2. Untuk mengetahui kedudukan masyarakat di mata
hukum.
3. Mengetahui letak keadilan hukum di Indonesia.
1.3
Rumusan Masalah
1. Sudah adilkah hukum di Indonesia?
2. Apa semua warga bangsa ini sudah sama
kedudukannya dimata hukum?
3. Apakah aparat hukum sudah melakukan tugasnya
dengan sebagaimana mestinya?
4. Masih pantaskah Indonesia disebut Negara
hukum?
5. Lalu, dapatkah hukum bangsa ini kembali ditegakkan?
BAB II
KAJIAN PUSTAKA
Hukum adalah Keseluruhan
kumpulan peraturan-peraturan atau kaidah-kaidah dalam suatu kehidupan bersama,
keseluruhan peraturan tingkah laku yang berlaku dalam suatu kehidupan bersama,
yang dapat dipaksakan pelaksanaannya dengan sanksi.
Fungsi hukum adalah untuk,
(1) menjadi alat ketertiban dan keteraturan masyarakat,
(2) menjadi sarana untuk mewujudkan
keadilan sosial lahir batin,
(3) menjadi alat penggerak pembangunan karena
mempunyai daya mengikat dan memaksa sehingga dapat dipakai sebagai
alat otoritas untuk mengarahkan masyarakat menjadi lebih baik,
(4) menjadi alat kritik, bukan hanya untuk
mengawasi masyarakat namun juga mengawasi
pemerintah, para penegak hukum, dan aparatur pengawasan
itu sendiri.
Aparat
penegak hukum Lemah kuatnya penegakan hukum oleh
aparat akan menentukan persepsi ada tidaknya hukum. Bila penegakan hukum oleh
aparat lemah, masyarakat akan mempersepsikan bahwa hukum dilingkungannya tidak
ada atau seolah berada dalam hutan rimba yang tanpa aturan.
2.1
Realita Hukum di Indonesia
2.1.1 , Nenek
Pencuri Kakao
Banyumas - Nenek
Minah (55) tak pernah menyangka perbuatan isengnya memetik 3 buah kakao di
perkebunan milik PT Rumpun Sari Antan (RSA) akan menjadikannya sebagai
pesakitan di ruang pengadilan. Bahkan untuk perbuatannya itu dia diganjar 1
bulan 15 hari penjara dengan masa percobaan 3 bulan.

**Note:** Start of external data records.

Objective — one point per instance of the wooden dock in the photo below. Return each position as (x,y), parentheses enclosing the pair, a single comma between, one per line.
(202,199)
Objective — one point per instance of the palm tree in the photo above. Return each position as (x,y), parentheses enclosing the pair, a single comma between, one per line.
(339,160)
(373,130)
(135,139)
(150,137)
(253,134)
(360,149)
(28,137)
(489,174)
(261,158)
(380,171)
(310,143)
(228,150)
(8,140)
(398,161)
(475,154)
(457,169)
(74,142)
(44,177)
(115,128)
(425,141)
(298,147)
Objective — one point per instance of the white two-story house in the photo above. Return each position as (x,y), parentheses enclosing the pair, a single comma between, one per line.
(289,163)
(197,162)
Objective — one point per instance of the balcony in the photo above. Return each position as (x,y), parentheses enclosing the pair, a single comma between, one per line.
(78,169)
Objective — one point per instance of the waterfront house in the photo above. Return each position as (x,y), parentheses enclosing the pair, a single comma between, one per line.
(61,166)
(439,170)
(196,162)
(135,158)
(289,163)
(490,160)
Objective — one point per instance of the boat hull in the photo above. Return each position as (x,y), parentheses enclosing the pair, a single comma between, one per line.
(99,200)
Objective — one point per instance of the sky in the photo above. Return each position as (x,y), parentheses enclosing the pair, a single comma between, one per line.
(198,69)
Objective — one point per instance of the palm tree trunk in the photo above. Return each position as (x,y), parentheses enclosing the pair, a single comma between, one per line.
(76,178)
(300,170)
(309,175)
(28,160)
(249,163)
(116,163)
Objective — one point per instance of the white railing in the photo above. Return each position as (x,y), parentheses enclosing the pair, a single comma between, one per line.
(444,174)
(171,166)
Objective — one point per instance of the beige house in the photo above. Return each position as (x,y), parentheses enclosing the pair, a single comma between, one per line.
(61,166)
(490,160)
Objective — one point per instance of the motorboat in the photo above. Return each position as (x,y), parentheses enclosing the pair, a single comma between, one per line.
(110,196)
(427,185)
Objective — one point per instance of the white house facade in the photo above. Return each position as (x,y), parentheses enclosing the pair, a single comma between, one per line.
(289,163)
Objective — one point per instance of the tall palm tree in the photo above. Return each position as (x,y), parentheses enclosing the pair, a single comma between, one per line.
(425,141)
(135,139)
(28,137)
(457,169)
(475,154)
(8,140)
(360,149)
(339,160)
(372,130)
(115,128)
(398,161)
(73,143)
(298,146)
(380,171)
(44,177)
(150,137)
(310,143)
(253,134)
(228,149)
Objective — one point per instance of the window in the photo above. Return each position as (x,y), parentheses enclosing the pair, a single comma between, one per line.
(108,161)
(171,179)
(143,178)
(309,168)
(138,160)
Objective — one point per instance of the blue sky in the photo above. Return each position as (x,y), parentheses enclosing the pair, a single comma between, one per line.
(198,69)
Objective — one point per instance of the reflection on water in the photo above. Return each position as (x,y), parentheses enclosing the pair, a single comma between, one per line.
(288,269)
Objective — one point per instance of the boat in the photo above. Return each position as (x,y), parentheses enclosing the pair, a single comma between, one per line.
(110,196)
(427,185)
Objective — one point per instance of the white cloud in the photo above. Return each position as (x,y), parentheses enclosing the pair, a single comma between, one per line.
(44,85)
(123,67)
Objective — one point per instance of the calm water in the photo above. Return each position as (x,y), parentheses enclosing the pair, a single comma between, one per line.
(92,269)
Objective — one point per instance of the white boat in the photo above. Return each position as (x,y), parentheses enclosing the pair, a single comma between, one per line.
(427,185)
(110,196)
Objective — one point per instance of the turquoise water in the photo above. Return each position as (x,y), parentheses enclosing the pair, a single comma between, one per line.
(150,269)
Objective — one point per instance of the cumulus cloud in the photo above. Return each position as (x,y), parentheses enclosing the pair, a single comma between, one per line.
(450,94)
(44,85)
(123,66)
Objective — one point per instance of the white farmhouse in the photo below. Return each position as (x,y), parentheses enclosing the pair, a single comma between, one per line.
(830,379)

Ironi hukum di Indonesia ini berawal saat
Minah sedang memanen kedelai di lahan garapannya di Dusun Sidoarjo, Desa
Darmakradenan, Kecamatan Ajibarang, Banyumas, Jawa Tengah, pada 2 Agustus lalu.
Lahan garapan Minah ini juga dikelola oleh PT RSA untuk menanamkakao.

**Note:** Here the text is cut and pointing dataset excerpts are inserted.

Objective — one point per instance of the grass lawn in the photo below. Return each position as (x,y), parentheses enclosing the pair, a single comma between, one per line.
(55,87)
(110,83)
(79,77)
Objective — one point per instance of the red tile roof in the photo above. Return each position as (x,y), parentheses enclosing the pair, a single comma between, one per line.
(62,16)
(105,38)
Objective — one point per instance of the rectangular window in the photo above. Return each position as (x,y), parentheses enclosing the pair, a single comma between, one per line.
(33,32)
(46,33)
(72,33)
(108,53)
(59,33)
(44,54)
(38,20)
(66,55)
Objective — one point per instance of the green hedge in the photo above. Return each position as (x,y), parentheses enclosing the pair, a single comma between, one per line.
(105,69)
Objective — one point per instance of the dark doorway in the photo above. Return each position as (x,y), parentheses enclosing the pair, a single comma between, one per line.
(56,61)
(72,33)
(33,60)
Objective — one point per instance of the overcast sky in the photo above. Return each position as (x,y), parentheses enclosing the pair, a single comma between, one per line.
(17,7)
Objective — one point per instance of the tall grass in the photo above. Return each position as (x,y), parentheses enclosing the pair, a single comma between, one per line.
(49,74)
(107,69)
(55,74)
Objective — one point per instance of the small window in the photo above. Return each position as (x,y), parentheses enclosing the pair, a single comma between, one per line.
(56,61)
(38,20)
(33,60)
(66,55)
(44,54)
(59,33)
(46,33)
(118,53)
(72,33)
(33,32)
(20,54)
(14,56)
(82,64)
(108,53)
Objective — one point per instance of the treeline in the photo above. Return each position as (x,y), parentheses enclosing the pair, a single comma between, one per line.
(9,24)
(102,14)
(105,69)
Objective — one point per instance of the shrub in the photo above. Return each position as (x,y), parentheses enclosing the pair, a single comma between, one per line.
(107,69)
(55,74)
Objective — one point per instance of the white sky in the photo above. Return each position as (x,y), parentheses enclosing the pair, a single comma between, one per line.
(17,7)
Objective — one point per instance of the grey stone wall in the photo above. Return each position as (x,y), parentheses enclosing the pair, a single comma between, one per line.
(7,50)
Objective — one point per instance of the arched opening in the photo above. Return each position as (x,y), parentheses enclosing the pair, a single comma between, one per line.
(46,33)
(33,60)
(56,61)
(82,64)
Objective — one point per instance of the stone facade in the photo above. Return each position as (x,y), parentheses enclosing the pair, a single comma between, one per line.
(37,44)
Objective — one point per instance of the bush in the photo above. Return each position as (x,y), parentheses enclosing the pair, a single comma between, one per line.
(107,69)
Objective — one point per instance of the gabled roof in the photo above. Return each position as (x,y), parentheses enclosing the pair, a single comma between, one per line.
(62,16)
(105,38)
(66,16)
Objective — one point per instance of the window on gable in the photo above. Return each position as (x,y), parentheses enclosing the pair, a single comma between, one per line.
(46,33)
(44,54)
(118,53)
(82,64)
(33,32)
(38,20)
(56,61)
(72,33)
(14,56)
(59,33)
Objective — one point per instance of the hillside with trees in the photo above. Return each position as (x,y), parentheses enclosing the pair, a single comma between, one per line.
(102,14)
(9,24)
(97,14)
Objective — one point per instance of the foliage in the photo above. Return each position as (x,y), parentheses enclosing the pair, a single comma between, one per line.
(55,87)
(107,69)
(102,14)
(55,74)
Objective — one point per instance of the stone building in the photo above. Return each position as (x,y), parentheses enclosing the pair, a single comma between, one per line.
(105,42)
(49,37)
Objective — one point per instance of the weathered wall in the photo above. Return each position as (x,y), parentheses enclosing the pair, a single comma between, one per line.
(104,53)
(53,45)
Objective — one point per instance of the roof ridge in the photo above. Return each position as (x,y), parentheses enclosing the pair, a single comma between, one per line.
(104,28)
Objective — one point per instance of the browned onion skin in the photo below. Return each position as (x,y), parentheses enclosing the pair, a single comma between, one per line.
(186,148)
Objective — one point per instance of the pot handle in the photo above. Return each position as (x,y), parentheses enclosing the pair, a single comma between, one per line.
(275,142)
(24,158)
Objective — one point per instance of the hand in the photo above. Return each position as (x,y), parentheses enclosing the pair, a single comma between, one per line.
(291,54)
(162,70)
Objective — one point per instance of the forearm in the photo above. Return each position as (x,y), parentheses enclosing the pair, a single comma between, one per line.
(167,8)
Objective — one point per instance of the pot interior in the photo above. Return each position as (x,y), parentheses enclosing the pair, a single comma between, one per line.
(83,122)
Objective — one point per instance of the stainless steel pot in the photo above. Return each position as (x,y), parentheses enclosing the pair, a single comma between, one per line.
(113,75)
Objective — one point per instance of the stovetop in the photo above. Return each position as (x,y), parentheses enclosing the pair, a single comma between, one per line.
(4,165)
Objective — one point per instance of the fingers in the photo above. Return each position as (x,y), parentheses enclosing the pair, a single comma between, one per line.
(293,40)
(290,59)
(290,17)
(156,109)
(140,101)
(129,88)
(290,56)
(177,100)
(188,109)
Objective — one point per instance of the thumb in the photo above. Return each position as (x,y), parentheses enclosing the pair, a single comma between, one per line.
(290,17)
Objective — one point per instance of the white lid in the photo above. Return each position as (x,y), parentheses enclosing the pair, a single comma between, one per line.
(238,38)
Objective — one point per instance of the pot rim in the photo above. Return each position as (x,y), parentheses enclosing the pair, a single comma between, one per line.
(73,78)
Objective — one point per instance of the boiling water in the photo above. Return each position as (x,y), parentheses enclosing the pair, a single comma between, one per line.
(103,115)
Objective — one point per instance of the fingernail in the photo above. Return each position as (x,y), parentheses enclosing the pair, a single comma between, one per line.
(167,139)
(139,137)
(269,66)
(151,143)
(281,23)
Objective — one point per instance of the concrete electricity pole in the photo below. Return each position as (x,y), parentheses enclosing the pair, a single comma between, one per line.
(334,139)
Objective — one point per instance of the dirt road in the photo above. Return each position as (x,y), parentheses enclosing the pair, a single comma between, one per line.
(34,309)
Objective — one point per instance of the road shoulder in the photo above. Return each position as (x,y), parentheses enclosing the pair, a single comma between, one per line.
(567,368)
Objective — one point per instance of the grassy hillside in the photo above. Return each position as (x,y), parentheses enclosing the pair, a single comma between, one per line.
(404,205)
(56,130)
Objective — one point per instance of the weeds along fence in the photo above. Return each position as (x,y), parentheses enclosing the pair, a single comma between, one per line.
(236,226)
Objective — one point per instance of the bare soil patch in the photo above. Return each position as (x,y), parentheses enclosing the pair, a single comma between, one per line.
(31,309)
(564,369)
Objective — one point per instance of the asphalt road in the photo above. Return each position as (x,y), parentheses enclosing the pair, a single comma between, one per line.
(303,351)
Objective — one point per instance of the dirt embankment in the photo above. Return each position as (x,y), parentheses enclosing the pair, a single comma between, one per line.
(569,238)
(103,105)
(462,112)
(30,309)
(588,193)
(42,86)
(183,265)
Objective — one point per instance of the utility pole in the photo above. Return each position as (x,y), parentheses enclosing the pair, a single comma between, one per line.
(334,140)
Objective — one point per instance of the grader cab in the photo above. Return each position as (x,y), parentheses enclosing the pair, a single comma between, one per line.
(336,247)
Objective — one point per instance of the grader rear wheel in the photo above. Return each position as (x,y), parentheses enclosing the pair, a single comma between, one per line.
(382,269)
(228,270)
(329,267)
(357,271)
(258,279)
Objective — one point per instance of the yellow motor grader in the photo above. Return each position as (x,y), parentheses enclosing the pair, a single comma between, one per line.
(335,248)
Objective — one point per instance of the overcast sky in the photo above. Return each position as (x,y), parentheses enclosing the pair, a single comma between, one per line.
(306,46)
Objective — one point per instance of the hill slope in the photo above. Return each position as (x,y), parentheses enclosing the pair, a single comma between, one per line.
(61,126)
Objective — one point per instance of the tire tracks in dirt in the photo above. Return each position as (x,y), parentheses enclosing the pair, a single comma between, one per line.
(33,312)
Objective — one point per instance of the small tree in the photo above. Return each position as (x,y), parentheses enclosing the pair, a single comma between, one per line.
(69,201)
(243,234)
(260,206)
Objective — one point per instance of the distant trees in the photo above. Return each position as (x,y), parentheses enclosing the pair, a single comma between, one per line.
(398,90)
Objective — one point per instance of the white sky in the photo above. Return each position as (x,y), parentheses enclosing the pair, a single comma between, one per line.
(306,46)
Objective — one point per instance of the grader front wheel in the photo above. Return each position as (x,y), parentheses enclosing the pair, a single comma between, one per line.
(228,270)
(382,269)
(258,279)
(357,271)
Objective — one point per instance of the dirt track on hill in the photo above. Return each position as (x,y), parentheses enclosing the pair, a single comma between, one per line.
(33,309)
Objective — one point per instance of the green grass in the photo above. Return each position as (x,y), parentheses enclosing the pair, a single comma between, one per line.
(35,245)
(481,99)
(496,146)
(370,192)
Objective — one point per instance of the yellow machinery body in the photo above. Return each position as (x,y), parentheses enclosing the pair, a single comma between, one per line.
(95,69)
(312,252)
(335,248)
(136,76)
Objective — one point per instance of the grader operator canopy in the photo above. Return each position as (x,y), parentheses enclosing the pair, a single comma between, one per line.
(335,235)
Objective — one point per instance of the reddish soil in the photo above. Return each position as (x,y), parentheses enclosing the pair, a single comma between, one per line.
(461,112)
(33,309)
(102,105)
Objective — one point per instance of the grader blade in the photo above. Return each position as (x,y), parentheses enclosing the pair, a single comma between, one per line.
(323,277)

Ketika sedang asik memanen kedelai, mata tua
Minah tertuju pada 3 buah kakao yang sudah ranum.
Dari
sekadar memandang, Minah kemudian memetiknya untuk disemai sebagai bibit di
tanah garapannya. Setelah dipetik, 3 buah kakao itu tidak disembunyikan melainkan
digeletakkan begitu saja di bawah pohon kakao.
Dan tak lama berselang, lewat seorang mandor
perkebunan kakao PT RSA. Mandor itu pun bertanya, siapa yang memetik buah kakao
itu. Dengan polos, Minah mengaku hal itu perbuatannya. Minah pun diceramahi
bahwa tindakan itu tidak boleh dilakukan karena sama sajamencuri.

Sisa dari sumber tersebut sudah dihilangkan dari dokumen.